Foi marcada então uma entrevista coletiva para quarta-feira, dia 11.
Membros do consulado pediram a
Osmar Pimentel, que servia de cicerone para Faulkner, que o convencesse a não cancelar mais este
compromisso.
Em conversa no Esplanada, o escritor disse a Pimentel que passava
por um momento de "profunda
depressão", em consequência do
casamento de sua filha, Jill, que
aconteceria dia 21. Achava que não
se acostumaria com sua ausência.
Antes da entrevista -que, afinal, foi realizada (leia abaixo)-, o
escritor quis visitar o Museu de Arte de São Paulo, na rua 7 de abril (e
depois transferido para a av. Paulista). Após ver alguns quadros do
acervo, e se interessar por Portinari, reclamou de dores terríveis nas
costas. Contou que tinha um ferimento da Primeira Guerra que
sempre lhe provocava essa aflição
-embora seu biógrafo negue que
tenha combatido. Pediu para se
deitar no chão. Só levantou-se depois que Flavio Motta, diretor do
museu, lhe ofereceu um generoso
"scotch".
Ao lado de Motta e Pimentel, estava o crítico Mário da Silva Brito,
hoje com 81 anos: "Faulkner se
deitou não apenas no museu, mas
em vários outros lugares. Não, as
dores não eram uma desculpa para
ele continuar bebendo. Na verdade, não precisava de desculpa nenhuma para isso. E, naquele tempo, todos nós bebíamos muito".
Silva Brito foi também testemunha do encontro entre a escritora
Lygia Fagundes Telles e Faulkner,
que se encantou com a beleza dos
olhos dela. "Eu lhe disse: 'Deixe-me apresentar a você uma contista brasileira'±", conta Silva Brito. "Faulkner olhou para Lygia, e
falou: 'Se os seus contos forem tão
bonitos quanto os seus olhos, a senhora certamente é uma grande
escritora'±".
Lygia se recorda do episódio, e
também do dia em que acompanhou Faulkner ao Instituto Butantã, para ver cobras.
"Segurava as cobras e gritava:
'Sou um fazendeiro, um fazendeiro'. Ele chegou meio fora de órbita
a São Paulo. Queria ver cobras e o
Cruzeiro do Sul. Um dia, pegou-me pelo braço e apontou para
o céu, querendo ver as estrelas. Ficou doido com essa história de
Cruzeiro do Sul. E estava sempre
com o cabelo molhado. Creio que
se molhava para ficar desperto, devido ao excesso de álcool. Não era
um homem bonito. Era baixo, mas
tinha um rosto muito forte".
Lygia acompanhou o escritor
uma segunda vez, em uma audiência com o governador do Estado,
Lucas Nogueira Garcez. "Ele sempre obedecia à gente, aquela pequena comitiva que o acompanhava. Ia para cima e para baixo."

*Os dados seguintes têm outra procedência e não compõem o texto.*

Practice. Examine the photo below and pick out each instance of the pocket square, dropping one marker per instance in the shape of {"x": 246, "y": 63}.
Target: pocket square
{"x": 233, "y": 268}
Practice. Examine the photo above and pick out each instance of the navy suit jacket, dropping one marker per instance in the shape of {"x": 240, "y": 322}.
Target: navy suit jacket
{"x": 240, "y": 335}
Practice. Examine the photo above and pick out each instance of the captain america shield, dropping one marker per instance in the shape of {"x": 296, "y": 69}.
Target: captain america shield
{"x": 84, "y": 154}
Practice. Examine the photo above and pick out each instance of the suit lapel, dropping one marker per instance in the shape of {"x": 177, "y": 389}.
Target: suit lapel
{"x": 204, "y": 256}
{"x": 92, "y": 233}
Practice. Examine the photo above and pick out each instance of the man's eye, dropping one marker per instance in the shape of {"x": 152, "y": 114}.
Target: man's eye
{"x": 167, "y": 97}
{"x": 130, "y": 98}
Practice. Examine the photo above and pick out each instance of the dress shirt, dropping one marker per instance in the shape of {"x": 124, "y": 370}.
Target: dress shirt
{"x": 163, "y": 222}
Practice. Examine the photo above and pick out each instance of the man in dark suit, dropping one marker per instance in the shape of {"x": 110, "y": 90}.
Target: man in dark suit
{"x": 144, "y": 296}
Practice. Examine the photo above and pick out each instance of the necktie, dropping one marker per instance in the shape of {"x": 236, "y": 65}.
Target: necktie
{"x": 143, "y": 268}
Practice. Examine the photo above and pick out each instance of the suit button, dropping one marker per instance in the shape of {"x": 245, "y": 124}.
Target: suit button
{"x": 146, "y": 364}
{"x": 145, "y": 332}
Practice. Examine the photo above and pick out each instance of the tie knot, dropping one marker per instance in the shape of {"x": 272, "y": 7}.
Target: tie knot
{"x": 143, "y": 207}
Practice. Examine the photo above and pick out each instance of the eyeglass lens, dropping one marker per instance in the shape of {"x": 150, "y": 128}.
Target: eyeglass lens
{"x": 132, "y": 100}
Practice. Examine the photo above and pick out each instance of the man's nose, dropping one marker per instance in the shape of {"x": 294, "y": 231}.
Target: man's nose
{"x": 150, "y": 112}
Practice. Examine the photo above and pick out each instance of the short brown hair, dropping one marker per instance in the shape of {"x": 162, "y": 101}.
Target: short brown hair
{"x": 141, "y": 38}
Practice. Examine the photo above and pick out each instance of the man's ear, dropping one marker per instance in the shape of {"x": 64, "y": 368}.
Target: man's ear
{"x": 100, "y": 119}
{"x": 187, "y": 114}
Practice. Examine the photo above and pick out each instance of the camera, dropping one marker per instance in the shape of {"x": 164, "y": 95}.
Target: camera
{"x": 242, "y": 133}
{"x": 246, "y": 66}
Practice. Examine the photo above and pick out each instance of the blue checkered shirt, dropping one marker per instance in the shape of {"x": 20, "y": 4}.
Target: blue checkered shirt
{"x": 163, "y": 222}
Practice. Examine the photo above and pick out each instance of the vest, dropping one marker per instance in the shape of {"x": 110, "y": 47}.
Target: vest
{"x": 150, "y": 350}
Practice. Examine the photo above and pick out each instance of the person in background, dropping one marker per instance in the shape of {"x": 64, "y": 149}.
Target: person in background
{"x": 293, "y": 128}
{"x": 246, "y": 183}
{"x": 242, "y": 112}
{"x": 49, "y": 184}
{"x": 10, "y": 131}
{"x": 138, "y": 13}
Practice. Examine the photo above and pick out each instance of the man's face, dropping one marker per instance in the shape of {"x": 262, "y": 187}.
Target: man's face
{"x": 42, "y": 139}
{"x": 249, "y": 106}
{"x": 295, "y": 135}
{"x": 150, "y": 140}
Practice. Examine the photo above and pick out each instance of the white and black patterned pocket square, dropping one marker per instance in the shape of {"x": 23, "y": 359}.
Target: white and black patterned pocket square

Para a audiência com o governador, Faulkner teve que esperar
muito até ser recebido. Antes do
escritor, Nogueira Garcez preferiu
atender um grupo de plantadores
de milho.
Depois de uma tarde de autógrafos no Esplanada, uma palestra para jovens poetas e visitas ao Jockey
Club e a fazendas (onde pesquisou
o preço da terra e as formas de
plantio), William Faulkner voltou
para os Estados Unidos, numa tarde de sábado, dia 14 de agosto. Para confortá-lo no retorno, levou
consigo, como presente dos brasileiros, uma garrafa de pinga.
Dias depois, Lygia Fagundes Telles recebeu um telefonema da gerência do Esplanada Hotel.
Alguém lhe
avisava que "o
escritor" havia
esquecido uma
sacola no bar
do hotel.
Na bolsa xadrez de cores
amarelo e vermelho, Lygia
encontrou vários livros que
autores brasileiros tinham
dado a Faulkner. "Ele não
sabia nada da
língua portuguesa", diz ela.
"Aquela sacola de livros seria um peso
inútil para ele."
Os livros,
Lygia doou para a Biblioteca
Municipal.
Hoje, lamenta não ter guardado a
relíquia: a bolsa xadrez. Que foi parar nas mãos de sua empregada.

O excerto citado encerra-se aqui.